Mama Vera und Mommy Jean

Schwule und Lesben feiern am Wochenende den Christopher Street Day. In München leben rund 50 000 Lesben. Die AZ besuchte ein Paar, dass sich mit Hilfe eines schwulen Freundes seinen Kinderwunsch erfüllte.
von  Abendzeitung
Jean Hamilton (43) und Vera Ludwig (45) mit ihren Kindern Johanna (7) und Jonah (3).
Jean Hamilton (43) und Vera Ludwig (45) mit ihren Kindern Johanna (7) und Jonah (3). © Petra Schramek

MÜNCHEN - Schwule und Lesben feiern am Wochenende den Christopher Street Day. In München leben rund 50 000 Lesben. Die AZ besuchte ein Paar, dass sich mit Hilfe eines schwulen Freundes seinen Kinderwunsch erfüllte.

Die Eisenbahn kann warten. Jonah muss erstmal aufs Klo, und zwar jetzt sofort. „Na auf, schnell!“, sagt seine Mutter lachend. Während der Dreijährige im Bad verschwindet, blättert Johanna (7) weiter im Fotoalbum. „Mama, Mama, das ist Max!“, ruft sie, zupft ihre Mutter am Ärmel. Kurz darauf kommt Jonah wieder, ohne Hose, aber mit einem Lächeln im Gesicht. „Pipi!“, ruft er strahlend. Eine Szene wie in hunderten anderer Familien. Ungewöhnlich ist nur, dass Jonah und Johanna nicht eine, sondern zwei Mütter haben: „Mama Vera“ und „Mommy Jean“.

Vera Ludwig (45) und Jean Hamilton (43) sind ein lesbisches Paar. Mit notariell beurkundeter Lebenspartnerschaft, kirchlicher Partnerschaftssegnung, liebevoll hergerichteter Altbauwohnung in Schwabing und zweiWunschkindern. Damit sind die gebürtige Göttingerin und die Amerikanerin eine Ausnahme in Bayern. Zwar leben allein in München etwa 50 000 Lesben, doch wurden bayernweit bis Ende 2007 erst 843 Lebenspartnerschaften eingetragen.

Immer mehr lesbische Paare leben offen

Wie viele lesbische Paare Kinder haben, wird nicht erfasst. Was aber erfasst wird, ist die Stiefelternadoption, bei der ein Lebenspartner das biologische Kind des anderen adoptiert. Davon gab es 2007 gerade vier Stück. „Wir beobachten aber, dass immer mehr lesbische Paare offen leben und einen Kinderwunsch verwirklichen wollen“, sagt Andreas Unterforsthuber von der Münchner Koordinierungsstelle für gleichgeschlechtliche Lebensweisen.
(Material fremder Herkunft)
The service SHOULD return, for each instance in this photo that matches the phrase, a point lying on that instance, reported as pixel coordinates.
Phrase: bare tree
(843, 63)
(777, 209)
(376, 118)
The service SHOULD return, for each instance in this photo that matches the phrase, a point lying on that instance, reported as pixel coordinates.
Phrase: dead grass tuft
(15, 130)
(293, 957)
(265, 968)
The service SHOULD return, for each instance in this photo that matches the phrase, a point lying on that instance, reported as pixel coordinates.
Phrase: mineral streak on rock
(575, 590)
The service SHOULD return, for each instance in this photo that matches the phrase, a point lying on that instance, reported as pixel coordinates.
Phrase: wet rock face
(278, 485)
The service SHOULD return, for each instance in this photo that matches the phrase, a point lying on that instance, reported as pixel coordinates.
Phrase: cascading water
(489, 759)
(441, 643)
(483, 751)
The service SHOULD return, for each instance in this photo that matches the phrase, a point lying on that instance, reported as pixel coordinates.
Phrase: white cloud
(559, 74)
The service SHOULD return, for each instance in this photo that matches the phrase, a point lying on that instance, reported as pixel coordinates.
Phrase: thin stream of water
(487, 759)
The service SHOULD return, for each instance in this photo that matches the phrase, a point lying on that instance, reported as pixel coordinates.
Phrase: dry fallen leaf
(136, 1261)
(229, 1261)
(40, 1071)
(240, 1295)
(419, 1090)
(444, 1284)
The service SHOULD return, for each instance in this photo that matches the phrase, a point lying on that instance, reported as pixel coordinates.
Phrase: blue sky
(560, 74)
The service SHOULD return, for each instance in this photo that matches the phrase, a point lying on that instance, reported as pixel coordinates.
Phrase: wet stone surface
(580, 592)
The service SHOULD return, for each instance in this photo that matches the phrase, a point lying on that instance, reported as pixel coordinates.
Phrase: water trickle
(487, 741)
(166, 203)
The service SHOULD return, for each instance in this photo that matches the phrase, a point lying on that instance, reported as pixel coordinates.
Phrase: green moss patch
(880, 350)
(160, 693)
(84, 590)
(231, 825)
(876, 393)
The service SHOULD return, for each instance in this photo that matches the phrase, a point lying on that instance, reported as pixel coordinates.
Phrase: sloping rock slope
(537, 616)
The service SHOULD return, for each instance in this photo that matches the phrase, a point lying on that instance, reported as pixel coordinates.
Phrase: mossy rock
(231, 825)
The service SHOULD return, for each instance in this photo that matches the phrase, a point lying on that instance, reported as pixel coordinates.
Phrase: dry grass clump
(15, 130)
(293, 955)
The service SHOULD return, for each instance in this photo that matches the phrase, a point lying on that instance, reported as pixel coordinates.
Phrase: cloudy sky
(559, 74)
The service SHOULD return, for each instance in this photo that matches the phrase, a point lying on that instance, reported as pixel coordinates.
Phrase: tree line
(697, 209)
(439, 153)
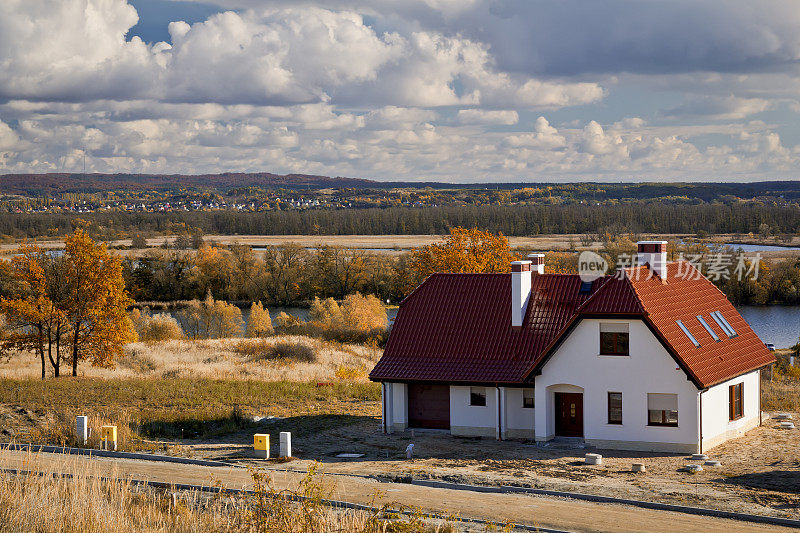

Bei Vera und Jean kam der Kinderwunsch Mitte der 90er auf. Da waren die Modellbaumeisterin und die Produktmanagerin schon ein paar Jahre zusammen und hatten sich, den irritierten Kommentaren der kreditgebenden Banker zum Trotz, gemeinsam eine Wohnung in München gekauft. „In den USA“, erzählt Vera, „waren lesbische Eltern damals fast schon eine Selbstverständlichkeit.“ v

Acht Jahre hat es gedauert, bis sie es wirklich taten. Die „technische Durchführung“, wie Vera es nennt, die künstliche Befruchtung also, war dagegen relativ unkompliziert. Ein schwuler Freund stellte sich als Samenspender zur Verfügung, Vera wurde schwanger, und im Jahr 2000 kam Johanna auf die Welt. Johannas und Jonahs Vater bleibt in der Erziehung außen vor, fordert auch keine Rechte ein. Wenn ihn aber die Kinder sehen wollen, steht er zur Verfügung. „Das ist auch in der Schule ganz entscheidend, dass Johanna weiß, dass hinter dem ,Vater’ eine Person steht, die sie kennt“, sagt Vera.

Warum zwei Mütter

Erklären, warum sie zwei Mütter hat, musste die Schülerin noch so gut wie nie. Auch in Jonahs Krippe hat die Familie nur positive Erfahrungen gemacht. Das liegt sicher auch an Veras und Jeans offener Art. Sie erwähnen ihre Familienkonstellation im Vorstellungsgespräch, suchen gezielt das Gespräch mit Lehrern und Eltern, gehen auf den CSD. Das, findet Vera, seien sie den Kindern auch schuldig. „Wir haben ein alternatives Familienmodell. Und ich trage das, was ich lebe positiv nach außen – damit meine Kinder merken, dass diese Lebensform genauso gut ist wie andere auch.